When I say you’re pushing your DH away I mean this: In provoking him into saying you can go off and be unfaithful you are trying to shock him into giving you more sex. Is that really what you want? Sex where he feels under duress? I think your tactics are more likely to result in less sex overall because there’s nothing more unattractive than feeling pushed and goaded into intimacy. Bluntly, it’s not an attractive feature and regardless of how beautiful you are (and I’m sure he thinks you are) being unkind and pushing him into a corner is going to make him retreat from you.
Like so many others have said, men are people not machines. There will be any number of reasons why he wants sex at the rate he does. The least likely to be ‘DW is unattractive so I only want sex three times a week’ - that sounds bonkers when you see it written down!

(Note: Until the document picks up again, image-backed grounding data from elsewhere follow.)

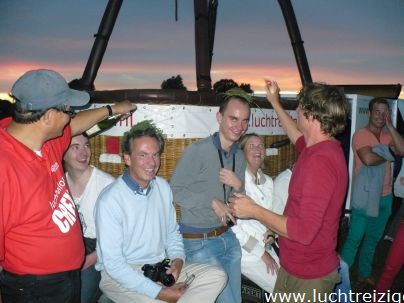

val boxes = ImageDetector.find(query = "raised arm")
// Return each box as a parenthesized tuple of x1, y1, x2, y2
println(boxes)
(264, 79, 302, 144)
(385, 112, 404, 156)
(70, 100, 136, 136)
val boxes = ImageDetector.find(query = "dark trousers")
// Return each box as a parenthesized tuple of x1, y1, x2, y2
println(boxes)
(0, 269, 80, 303)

You could ask him about frequency of sex and what plays into wanting more or less but I strongly imagine the answer will boil down to ‘that’s just how often I feel like it at the moment’.
Finally, please remember that things change in this area over the course of a long marriage. You could well be in a position someday where you want it less than him. How would you feel if he behaved to you how you are behaving now? Because it doesn’t sound very pleasant to be on the end of all this emotional blackmail and manipulation.